The opening scene of The Island was a test of endurance, which proved too much for two audience members. The prolonged sequence immersed the audience in the anguish of the task being performed by the two characters on stage. Sweat, heat, tears, exhaustion were experienced by all watching, as the audience was transported to the beach of an island.
Set in the 1970s the play is a prison set drama that has similarities to Robben Island, where Nelson Mandela was held. It comments on apartheid and the treatment of black political prisoners.
The monotonous task dreamt up by the prisoners’ captor and the subsequent punishment of the prisoners is our introduction to characters John (Mark Springer) and Winston (Edward Dede). The intimacy of the pair is demonstrated as they treat each other’s wounds and we get an insight into their relationship as cell mates.
The majority of the play is set in their cell and we are provided with ring side seats to experience how they distract and entertain themselves whilst away from the physical labour.
The pair joke they were ‘married’ on the day they first met, having been shackled together for the last three years. We observe the ‘couple’ laughing, protecting and resenting each other, bickering and arguing over the simplest of domestic duties. Despite these quarrels we witness their intense relationship which is tested once John receives notice that his sentence has been reduced. We then experience Winston’s turmoil and anguish as he worries about what will happen to him but at the same time wanting to be happy for his friend’s early release.
The prison mates are preparing to perform ‘The Trail of Antigone’ for a prison performance. The education of Winston by John in preparation for the role of Antigone provides some much needed light relief and humour. However as the play within a play is performed for the prison staff and inmates the messages of injustice and honour become apparent.
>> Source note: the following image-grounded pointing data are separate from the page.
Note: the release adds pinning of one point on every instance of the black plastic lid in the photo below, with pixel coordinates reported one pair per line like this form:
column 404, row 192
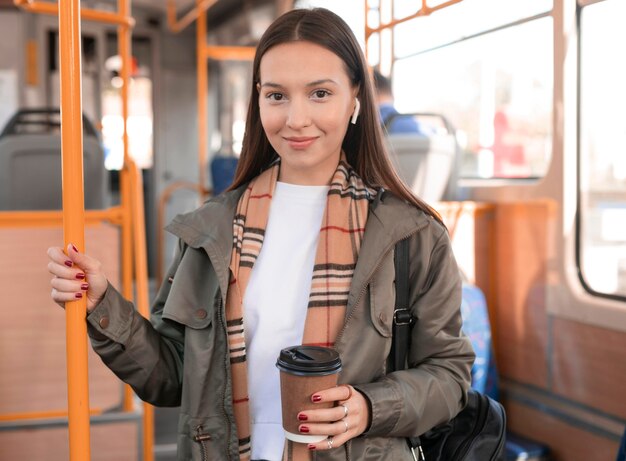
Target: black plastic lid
column 309, row 360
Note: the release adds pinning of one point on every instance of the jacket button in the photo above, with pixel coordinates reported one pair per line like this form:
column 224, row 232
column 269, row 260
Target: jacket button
column 104, row 322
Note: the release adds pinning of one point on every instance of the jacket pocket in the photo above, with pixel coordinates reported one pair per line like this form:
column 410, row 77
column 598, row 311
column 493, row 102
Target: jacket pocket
column 383, row 296
column 379, row 448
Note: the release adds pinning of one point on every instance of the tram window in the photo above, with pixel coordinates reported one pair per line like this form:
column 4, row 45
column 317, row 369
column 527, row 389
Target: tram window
column 140, row 119
column 463, row 19
column 602, row 149
column 496, row 89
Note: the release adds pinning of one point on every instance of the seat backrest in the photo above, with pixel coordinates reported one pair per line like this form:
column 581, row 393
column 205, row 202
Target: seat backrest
column 30, row 172
column 477, row 327
column 426, row 164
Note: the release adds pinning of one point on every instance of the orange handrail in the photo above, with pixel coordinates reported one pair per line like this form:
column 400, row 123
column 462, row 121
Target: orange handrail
column 87, row 14
column 178, row 25
column 141, row 279
column 74, row 223
column 129, row 214
column 54, row 217
column 202, row 88
column 229, row 53
column 43, row 414
column 163, row 200
column 425, row 10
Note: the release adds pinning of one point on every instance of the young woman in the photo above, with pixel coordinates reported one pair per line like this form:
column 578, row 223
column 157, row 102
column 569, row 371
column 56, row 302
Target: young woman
column 299, row 250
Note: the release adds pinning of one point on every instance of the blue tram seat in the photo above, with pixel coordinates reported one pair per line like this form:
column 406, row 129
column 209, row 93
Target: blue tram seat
column 477, row 327
column 30, row 163
column 484, row 373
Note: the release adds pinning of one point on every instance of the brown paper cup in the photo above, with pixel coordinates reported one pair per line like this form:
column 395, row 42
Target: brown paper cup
column 305, row 370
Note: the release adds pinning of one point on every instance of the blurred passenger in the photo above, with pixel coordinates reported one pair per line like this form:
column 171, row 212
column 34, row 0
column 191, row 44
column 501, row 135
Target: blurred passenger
column 389, row 115
column 285, row 257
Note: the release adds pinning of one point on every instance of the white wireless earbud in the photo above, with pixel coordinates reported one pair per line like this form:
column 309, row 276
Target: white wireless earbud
column 357, row 108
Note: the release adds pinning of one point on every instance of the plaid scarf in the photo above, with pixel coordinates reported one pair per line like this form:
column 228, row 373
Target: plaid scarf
column 341, row 234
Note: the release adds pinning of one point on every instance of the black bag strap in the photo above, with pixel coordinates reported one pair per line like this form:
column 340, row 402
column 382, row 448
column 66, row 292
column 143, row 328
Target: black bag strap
column 402, row 323
column 401, row 314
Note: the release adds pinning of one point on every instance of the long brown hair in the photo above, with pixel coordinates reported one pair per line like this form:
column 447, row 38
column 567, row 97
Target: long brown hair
column 363, row 145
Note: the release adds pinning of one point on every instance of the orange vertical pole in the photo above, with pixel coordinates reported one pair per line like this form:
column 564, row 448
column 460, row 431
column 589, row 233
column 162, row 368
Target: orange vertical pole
column 123, row 42
column 141, row 278
column 74, row 222
column 203, row 83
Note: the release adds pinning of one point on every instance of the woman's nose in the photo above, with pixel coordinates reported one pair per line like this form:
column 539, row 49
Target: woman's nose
column 298, row 116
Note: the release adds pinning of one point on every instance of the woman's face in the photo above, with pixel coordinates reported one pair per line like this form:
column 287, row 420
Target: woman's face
column 306, row 100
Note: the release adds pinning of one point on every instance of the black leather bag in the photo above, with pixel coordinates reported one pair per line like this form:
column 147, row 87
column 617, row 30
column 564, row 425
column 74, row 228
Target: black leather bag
column 477, row 433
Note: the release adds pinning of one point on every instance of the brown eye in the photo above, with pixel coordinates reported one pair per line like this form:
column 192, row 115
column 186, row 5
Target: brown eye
column 320, row 94
column 275, row 96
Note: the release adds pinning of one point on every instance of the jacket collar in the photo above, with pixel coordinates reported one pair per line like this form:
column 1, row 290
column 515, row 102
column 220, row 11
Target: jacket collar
column 211, row 227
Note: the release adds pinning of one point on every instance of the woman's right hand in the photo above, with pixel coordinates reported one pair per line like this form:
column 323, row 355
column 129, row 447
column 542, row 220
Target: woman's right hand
column 75, row 275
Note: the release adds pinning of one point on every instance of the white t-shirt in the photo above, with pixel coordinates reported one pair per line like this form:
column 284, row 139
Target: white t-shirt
column 275, row 304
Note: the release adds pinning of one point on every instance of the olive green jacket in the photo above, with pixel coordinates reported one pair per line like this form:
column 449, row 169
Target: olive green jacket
column 180, row 357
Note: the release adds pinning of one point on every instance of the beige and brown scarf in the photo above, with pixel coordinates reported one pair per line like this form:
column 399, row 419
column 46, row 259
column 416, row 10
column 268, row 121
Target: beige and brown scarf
column 341, row 234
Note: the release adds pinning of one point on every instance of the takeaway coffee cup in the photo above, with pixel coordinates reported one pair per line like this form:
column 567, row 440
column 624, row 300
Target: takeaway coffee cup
column 305, row 370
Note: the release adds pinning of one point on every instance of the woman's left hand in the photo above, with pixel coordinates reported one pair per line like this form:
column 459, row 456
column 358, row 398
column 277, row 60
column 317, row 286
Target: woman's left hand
column 345, row 421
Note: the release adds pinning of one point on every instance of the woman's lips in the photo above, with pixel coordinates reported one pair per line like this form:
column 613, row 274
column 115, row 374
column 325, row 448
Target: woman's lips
column 300, row 142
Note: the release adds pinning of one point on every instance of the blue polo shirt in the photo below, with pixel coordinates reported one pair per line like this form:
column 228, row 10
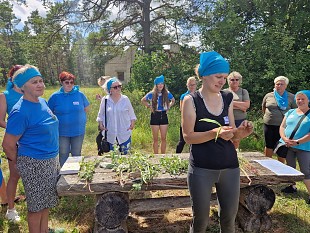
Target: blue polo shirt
column 292, row 118
column 38, row 128
column 69, row 109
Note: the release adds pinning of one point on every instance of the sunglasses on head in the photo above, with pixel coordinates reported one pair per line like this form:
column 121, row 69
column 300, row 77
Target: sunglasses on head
column 68, row 82
column 118, row 86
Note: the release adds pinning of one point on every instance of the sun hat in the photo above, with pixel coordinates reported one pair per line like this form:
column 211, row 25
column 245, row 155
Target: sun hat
column 159, row 79
column 212, row 63
column 21, row 78
column 305, row 92
column 110, row 82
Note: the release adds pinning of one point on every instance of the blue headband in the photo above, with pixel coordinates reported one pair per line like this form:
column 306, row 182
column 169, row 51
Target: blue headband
column 305, row 92
column 24, row 77
column 110, row 82
column 159, row 79
column 212, row 63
As Antigone (played by Winston) makes her final speech, the parallel between the Greek tragedy and the black political prisoners situation is apparent for all to see; ‘ I go now to my living death, because I honour those things to which honour belongs’.
The Tobacco Factory affords an intimate arena to truly immerse the audience into the prison cell and to share and experience first hand the characters’ anguish and suffering, both physically and mentally.